Allrighty, then— let’s push out to a three-year commitment. Again, most banks in the country will happily support us at a sub-poverty level for our $1 million deposit. The bankrate site shows a national average for three-year CDs at 0.97 percent, indicating an income of $9,700 from a million dollar deposit. Aurora Bank holds the top spot again at 1.74 percent. The interest income from this CD, at $17,400, would exceed the poverty limit. You’d have no trouble staying below the poverty level by sticking with typical banks because only 21 banks were willing to pay 1.4 percent or more.

Only when we make a five-year CD commitment— a commitment that involves significant interest rate risk— is it likely that you’ll cross the poverty line. The bankrate tally shows an average yield of 1.63 percent, a yield that would earn you $16,300 a year. That’s a perilous $1,590 over the poverty limit. Think you could handle it?

If celebrating being able to live below the poverty line while having a million dollars strikes you as perverse, you’re right. It’s also damaging to everyone. As I pointed out last year in “Solvent Seniors and the Matrix of Misery,” our ongoing Federal Reserve low-interest rate policy reduces the spending power of retirees who have saved money. That spending power, in turn, could stimulate the economy, create jobs, and restore the income of millions of people who aren’t retired and haven’t got a dime.

That, which the anointed ones in Washington have forgotten, is what our recovery is supposed to be about— more jobs, producing more income, from healthy spending and productive investing.

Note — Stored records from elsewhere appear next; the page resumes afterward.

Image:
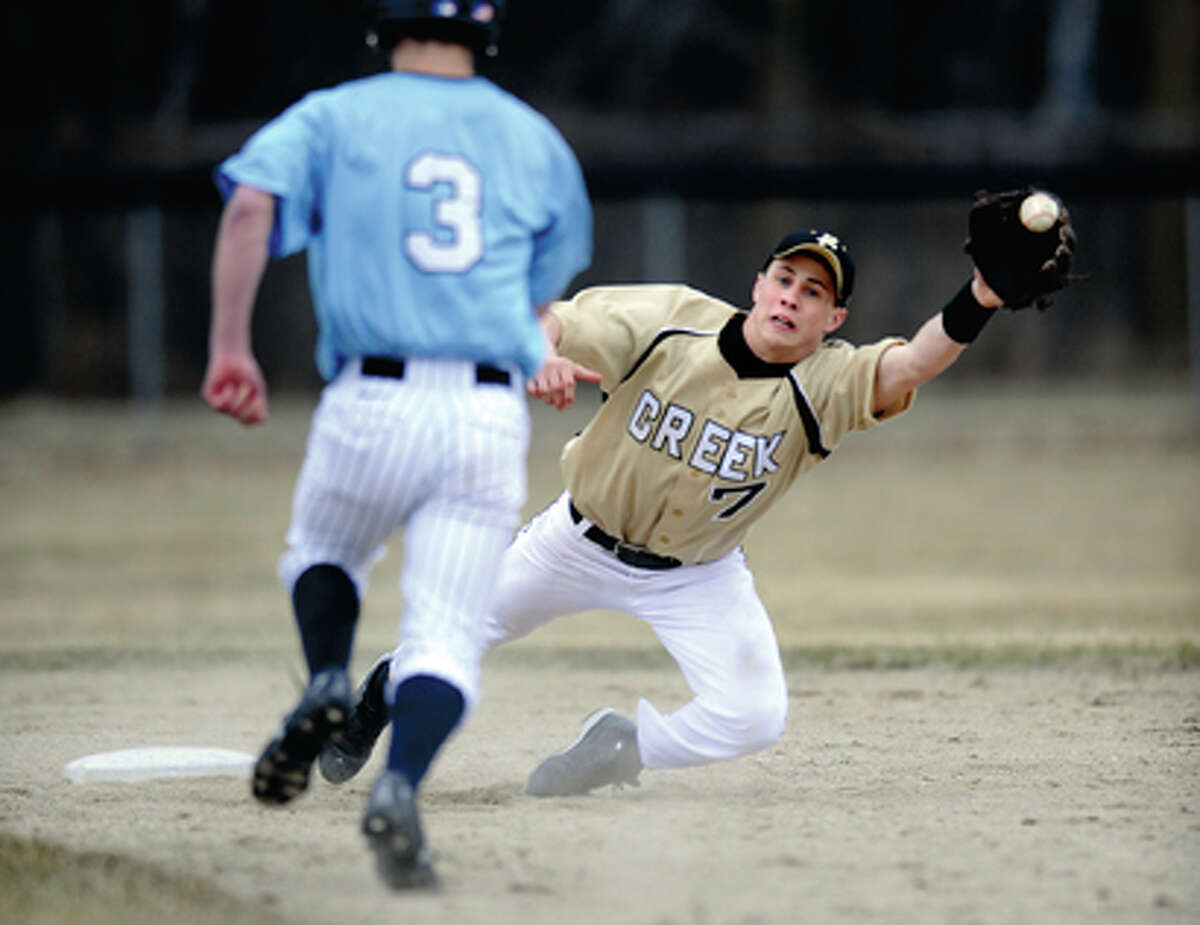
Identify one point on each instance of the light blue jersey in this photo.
(436, 212)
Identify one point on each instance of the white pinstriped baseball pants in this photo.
(433, 454)
(708, 617)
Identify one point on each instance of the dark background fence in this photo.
(706, 128)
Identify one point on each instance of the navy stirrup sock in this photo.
(424, 714)
(327, 607)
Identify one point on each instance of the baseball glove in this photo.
(1021, 266)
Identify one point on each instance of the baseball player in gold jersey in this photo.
(711, 414)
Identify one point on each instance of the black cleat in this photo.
(281, 774)
(394, 834)
(342, 758)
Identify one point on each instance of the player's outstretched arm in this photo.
(907, 366)
(555, 382)
(233, 383)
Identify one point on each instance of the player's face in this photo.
(793, 310)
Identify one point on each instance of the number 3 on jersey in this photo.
(459, 212)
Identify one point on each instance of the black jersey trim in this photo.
(659, 338)
(748, 366)
(808, 418)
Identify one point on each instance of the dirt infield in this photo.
(933, 794)
(990, 622)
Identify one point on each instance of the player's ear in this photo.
(837, 319)
(754, 289)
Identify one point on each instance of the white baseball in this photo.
(1039, 211)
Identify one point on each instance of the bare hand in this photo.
(234, 385)
(555, 382)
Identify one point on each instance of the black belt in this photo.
(634, 556)
(395, 370)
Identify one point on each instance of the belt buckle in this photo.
(631, 554)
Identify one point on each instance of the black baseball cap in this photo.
(829, 250)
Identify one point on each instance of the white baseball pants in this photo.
(443, 457)
(708, 617)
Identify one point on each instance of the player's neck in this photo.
(438, 59)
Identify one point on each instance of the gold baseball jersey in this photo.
(697, 437)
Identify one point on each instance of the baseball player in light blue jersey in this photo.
(439, 215)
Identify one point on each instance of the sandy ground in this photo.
(930, 794)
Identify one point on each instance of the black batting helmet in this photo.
(475, 23)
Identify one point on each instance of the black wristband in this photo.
(963, 317)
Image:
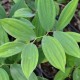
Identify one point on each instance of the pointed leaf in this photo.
(3, 36)
(19, 4)
(2, 12)
(54, 52)
(76, 74)
(10, 48)
(46, 13)
(75, 35)
(38, 28)
(23, 12)
(67, 14)
(69, 44)
(29, 59)
(3, 74)
(18, 29)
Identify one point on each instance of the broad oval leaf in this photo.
(75, 35)
(2, 12)
(17, 73)
(54, 52)
(69, 44)
(18, 29)
(23, 12)
(67, 14)
(29, 59)
(46, 13)
(3, 36)
(3, 74)
(61, 76)
(76, 74)
(10, 49)
(38, 28)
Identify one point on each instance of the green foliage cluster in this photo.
(28, 25)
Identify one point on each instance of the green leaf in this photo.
(3, 36)
(69, 44)
(33, 77)
(38, 28)
(17, 73)
(23, 12)
(67, 14)
(41, 78)
(70, 61)
(2, 12)
(3, 74)
(27, 22)
(19, 4)
(54, 52)
(41, 56)
(75, 35)
(10, 49)
(61, 76)
(16, 1)
(29, 59)
(18, 29)
(76, 74)
(46, 13)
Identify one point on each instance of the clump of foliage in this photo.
(31, 35)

Only published comments... Jul 22 2011, 03:00 PM by admin


Comments

 

Joey44 said:

“It’s the tide. It’s the dismal tide. It’s not the one thing.”

July 22, 2011 9:17 PM
 

wkj said:

Mr. Burns:  Do you seriously think that low interest rates are "damaging to everyone"?  The current low rates may be damaging to some in your audience, but most Americans are net borrowers, so low interest rates are at least somewhat favorable to them.  

Also, while increases in interest rates would certainly boost the  "spending power"  of net savers,  myself included, most people ( the net borrowers) would have to pay  more on their debts as a result of those higher interest rates so the net effect on "spending power" in the US economy as a whole would be a wash at best.  

Beyond that, of course, standard economic theory indicates that increases in  interest rates will generally reduce business investment and private sector job growth.  Also, higher interest rates would tend to furtther reduce housing values and prices.  Lastly, higher interest rates would significantly worsen the financial difficulties of all levels of government .  

Apart from these minor issues,  a significnat increase in interest rates sounds like a heck of an  idea.

July 24, 2011 11:02 AM
 

Joey44 said:

"You Need a Plan to Boost Retirement Income" , WSJ, JULY 24, 2011,By JEFF D. OPDYKE

Perhaps Mr. Opdyke - but I'm not about to let all my years of experience cloud my judgement :)

July 24, 2011 5:55 PM
 

A0110915 said:

Most people would draw down part of their money each year. If retiring at age 65 you could withdraw $3000/month or $36000/year and it would last about 30 years. If you invest the rest in a ladder of 10-year TIPS, you would be covered for inflation as well.

July 26, 2011 10:26 AM
 

myinvestmentinsight said:

It's true that our economy is in a sad state of affairs at the moment. Fighting to get a 1% return in a CD is a joke. It's important to weigh all investment options available to you prior to parking your cash in a savings account. A good financial manager will be able to provide you with the best strategy for you situation.

July 27, 2011 9:50 AM
 

CypressTexas said:

This is the first act that will transfer net worth. The second act is inflation takes off and government entitlement payments that are linked to the CPI (which conveniently omits small items like energy and food) don't keep up, but tax receipts surge because Congress has not adjusted many deductions for inflation (or the magic $250K income number that defines "rich"). Voila! Balanced budget. BTW, do you remember not too many years ago when we were heading for a balanced budget and there was panic that there would be no treasurys to put in your portfolio? What happened?